Röportaj: Sinan CANTÜRK
Köyde Başlayan Bilinç: Eğitimin ve Mücadelenin Kökleri
Yedi kardeşin ikincisi olarak küçük bir köyde dünyaya gelen Turgut Koçak, eğitime uzak bir coğrafyada, büyük zorluklarla okula başlayabildi. Daha çocuk yaşta edebiyatla ve siyasal düşüncelerle tanıştı. Babasının etkisiyle sosyalizmle erken yaşta tanışan Koçak, henüz 15 yaşında Türkiye İşçi Partisi (TİP) üyesi oldu.
“Okuma yazmayı okula başlamadan önce öğrenmiştim. Karacaoğlan’dan Aslı ile Kerem’e kadar birçok halk kitabını ezbere bilirdim. Sosyalizmi de ilk babamdan öğrendim.”
TİP’li Bir Çocuk, TSİP’li Bir Devrimci
Koçak, 1960’lı yıllarda TİP’le başlayan politik yolculuğunu 1974’te kurulan TSİP’in merkez kadrolarında sürdürdü. 12 Mart ve 12 Eylül askeri darbelerinde gözaltılar, işkenceler ve cezaevleriyle mücadele etti. Yine de durmadı:
“12 Mart’ta bombalarla yakalandım. İşkence gördüm, okulumu ve işimi kaybettim ama asla ‘ah’ demedim. Mücadelemiz onurlu bir yaşam içindi.”
1980 darbesi sonrası 8 yıl ceza aldı, Eskişehir Özel Tip Cezaevi’ne gönderildi. Cezaevinden çıktıktan sonra TSİP’i yeniden yapılandırdı. 3 Ocak 1993'te yapılan genel kurulla partiyi yeniden aktif siyasete taşıdı ve Genel Başkanlık görevini üstlendi.

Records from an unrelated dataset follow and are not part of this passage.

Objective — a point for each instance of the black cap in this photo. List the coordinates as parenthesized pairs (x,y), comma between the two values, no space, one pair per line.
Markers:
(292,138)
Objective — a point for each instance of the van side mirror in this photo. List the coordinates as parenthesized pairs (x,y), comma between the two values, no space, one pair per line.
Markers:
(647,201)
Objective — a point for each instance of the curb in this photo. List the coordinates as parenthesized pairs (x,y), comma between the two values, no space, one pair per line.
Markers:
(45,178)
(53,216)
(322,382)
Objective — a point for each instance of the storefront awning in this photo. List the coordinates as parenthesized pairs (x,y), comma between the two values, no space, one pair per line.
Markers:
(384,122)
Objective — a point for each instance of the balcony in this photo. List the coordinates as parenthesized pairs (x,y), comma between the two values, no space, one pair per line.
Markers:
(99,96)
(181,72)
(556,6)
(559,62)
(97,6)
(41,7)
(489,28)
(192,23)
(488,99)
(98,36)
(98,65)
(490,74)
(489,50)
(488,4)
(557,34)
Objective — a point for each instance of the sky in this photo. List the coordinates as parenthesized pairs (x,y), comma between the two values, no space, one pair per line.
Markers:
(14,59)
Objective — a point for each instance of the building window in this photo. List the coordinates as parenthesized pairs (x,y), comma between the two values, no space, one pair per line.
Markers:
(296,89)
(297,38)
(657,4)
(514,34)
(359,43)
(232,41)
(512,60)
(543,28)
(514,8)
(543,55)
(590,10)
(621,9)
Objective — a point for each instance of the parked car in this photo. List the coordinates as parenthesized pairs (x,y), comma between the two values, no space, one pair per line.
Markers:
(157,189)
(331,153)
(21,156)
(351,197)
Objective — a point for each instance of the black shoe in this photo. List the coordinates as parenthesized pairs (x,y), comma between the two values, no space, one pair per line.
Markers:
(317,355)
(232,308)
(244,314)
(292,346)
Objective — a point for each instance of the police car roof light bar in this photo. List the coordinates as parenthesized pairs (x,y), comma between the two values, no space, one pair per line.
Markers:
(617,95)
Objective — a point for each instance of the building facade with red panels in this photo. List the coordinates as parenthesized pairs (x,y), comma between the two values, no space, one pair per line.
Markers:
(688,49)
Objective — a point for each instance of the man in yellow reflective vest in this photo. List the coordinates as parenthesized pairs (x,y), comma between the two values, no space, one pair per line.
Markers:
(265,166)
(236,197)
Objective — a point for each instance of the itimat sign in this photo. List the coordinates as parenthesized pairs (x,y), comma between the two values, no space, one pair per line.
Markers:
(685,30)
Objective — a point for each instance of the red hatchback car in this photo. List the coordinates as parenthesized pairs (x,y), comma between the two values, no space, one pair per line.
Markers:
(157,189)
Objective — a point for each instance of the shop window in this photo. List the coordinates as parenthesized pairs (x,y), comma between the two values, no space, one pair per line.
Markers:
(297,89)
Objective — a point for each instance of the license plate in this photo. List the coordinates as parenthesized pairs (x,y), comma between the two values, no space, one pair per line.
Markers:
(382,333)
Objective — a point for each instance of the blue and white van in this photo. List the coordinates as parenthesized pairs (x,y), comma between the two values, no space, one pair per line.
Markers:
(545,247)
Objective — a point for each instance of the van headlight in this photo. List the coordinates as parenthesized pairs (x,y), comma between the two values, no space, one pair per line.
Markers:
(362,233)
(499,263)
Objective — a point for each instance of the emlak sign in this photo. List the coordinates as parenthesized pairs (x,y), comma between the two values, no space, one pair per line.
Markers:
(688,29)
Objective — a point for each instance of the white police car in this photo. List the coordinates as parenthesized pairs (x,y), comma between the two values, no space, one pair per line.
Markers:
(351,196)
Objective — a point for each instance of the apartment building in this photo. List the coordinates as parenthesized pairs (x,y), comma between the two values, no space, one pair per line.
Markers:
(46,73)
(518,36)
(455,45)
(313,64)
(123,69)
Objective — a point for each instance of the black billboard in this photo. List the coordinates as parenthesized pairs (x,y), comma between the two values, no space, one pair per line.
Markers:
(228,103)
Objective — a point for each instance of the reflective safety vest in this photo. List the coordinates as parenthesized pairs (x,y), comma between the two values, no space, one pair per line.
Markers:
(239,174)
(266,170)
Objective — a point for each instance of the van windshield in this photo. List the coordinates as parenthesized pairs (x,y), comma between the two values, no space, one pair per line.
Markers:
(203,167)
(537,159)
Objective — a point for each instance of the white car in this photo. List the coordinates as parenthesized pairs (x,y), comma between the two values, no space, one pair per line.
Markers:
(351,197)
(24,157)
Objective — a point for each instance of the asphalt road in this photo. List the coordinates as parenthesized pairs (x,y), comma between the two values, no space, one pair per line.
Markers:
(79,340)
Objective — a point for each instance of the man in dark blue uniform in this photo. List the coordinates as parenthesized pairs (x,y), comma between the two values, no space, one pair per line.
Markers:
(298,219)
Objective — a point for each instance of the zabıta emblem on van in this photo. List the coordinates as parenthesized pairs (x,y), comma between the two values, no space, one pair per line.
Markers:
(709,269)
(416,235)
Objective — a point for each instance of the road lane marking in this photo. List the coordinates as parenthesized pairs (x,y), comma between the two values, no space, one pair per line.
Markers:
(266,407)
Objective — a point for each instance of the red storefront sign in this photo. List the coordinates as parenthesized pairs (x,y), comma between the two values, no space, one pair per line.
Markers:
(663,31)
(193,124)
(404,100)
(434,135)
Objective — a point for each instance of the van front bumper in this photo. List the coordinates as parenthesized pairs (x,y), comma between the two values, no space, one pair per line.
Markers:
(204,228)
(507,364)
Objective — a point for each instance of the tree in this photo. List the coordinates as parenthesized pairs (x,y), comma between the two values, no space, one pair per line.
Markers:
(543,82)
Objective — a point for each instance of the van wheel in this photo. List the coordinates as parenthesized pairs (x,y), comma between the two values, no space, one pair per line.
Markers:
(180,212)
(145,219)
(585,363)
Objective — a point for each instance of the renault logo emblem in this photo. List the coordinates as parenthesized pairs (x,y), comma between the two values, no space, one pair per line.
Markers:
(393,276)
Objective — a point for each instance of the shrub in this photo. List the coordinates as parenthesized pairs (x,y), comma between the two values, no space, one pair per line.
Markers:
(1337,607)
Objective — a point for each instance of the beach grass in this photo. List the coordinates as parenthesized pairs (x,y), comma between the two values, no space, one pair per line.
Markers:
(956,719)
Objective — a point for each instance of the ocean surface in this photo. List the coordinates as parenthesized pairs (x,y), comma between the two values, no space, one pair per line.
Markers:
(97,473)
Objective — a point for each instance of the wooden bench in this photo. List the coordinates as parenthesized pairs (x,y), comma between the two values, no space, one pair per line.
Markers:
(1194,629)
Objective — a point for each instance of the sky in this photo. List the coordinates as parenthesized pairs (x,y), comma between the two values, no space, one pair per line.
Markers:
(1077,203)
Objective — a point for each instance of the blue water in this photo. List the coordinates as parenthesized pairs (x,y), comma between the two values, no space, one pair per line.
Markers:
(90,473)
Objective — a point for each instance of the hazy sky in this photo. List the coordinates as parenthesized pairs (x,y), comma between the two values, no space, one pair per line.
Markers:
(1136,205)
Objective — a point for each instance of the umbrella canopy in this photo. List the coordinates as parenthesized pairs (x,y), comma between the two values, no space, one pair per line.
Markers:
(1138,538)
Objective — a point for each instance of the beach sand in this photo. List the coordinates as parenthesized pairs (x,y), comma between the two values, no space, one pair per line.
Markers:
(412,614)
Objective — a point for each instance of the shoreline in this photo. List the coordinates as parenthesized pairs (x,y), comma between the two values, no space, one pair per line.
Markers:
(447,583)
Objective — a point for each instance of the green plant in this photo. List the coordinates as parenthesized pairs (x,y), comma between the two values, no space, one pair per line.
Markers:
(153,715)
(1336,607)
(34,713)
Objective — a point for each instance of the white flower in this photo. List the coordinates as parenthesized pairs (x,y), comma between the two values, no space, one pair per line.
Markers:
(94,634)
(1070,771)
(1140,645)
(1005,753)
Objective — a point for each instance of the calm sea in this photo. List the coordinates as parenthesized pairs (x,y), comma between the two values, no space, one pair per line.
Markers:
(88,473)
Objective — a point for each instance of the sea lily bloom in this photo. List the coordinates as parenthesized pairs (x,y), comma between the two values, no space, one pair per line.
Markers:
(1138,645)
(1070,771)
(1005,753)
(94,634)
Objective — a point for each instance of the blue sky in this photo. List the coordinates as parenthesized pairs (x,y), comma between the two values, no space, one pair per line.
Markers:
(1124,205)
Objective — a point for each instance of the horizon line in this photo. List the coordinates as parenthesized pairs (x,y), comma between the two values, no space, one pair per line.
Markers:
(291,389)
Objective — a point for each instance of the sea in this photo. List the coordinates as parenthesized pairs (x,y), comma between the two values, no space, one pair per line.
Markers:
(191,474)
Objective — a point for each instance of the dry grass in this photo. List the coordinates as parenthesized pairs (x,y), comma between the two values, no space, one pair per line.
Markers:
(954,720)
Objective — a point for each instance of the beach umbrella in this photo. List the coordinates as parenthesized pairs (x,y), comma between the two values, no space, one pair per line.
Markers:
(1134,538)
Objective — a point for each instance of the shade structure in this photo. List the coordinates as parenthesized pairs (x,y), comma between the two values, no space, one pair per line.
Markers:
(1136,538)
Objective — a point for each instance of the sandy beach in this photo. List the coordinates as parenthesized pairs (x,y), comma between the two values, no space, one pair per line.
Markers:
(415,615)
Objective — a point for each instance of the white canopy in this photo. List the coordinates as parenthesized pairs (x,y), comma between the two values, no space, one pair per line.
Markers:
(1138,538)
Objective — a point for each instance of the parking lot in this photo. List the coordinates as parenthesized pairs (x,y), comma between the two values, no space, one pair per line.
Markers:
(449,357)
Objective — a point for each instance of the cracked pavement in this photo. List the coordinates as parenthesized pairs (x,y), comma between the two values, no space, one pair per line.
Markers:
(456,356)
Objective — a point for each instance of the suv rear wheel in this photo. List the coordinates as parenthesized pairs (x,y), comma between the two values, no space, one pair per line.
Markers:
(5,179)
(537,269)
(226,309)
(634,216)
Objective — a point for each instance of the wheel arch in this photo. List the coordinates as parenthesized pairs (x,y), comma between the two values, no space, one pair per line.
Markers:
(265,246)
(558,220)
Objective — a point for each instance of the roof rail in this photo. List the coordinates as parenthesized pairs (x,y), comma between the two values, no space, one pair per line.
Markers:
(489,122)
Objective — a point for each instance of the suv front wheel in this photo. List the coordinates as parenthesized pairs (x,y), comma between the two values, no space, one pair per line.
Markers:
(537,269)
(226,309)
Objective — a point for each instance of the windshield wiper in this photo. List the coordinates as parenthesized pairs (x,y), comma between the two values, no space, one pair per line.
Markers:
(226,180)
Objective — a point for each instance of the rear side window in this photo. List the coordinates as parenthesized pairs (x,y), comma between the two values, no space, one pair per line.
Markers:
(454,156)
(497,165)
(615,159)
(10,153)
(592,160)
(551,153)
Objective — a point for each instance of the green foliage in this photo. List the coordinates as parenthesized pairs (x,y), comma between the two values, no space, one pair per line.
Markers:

Güncel Siyaset: “AKP, Emperyalizmin Projesidir”
Koçak, Türkiye’deki mevcut siyasal iktidarı “dinci, gerici, faşist bir diktatörlük” olarak tanımlıyor. AKP’nin iktidara geliş sürecini ve 15 Temmuz darbe girişimini ise şu sözlerle analiz ediyor:
“AKP, ABD’nin projesidir. Ilımlı İslam’ı iktidara taşımak için planlanmış bir girişimdi. Fethullahçılar ve Erdoğan çatıştı çünkü iktidar kolay paylaşılmaz. 15 Temmuz bir kayıkçı kavgasıydı ama kazanan Erdoğan oldu.”
Saraçhane Protestoları: “Sokağın Gücünü Tanımak Zorundayız”
Turgut Koçak, Saraçhane Protestoları’na destek verdiğini açıkça dile getiriyor. Protestolara yönelik mesafeli duruşlara ise sert eleştiriler yöneltiyor:
“Gezi’ye katılmamak nasıl yanlışsa, Saraçhane’de geri durmak da öyle. Sokağın gücü önemlidir. Gençler, öğrenciler korkusuzca ortaya çıkmışsa biz de onları yalnız bırakamayız.”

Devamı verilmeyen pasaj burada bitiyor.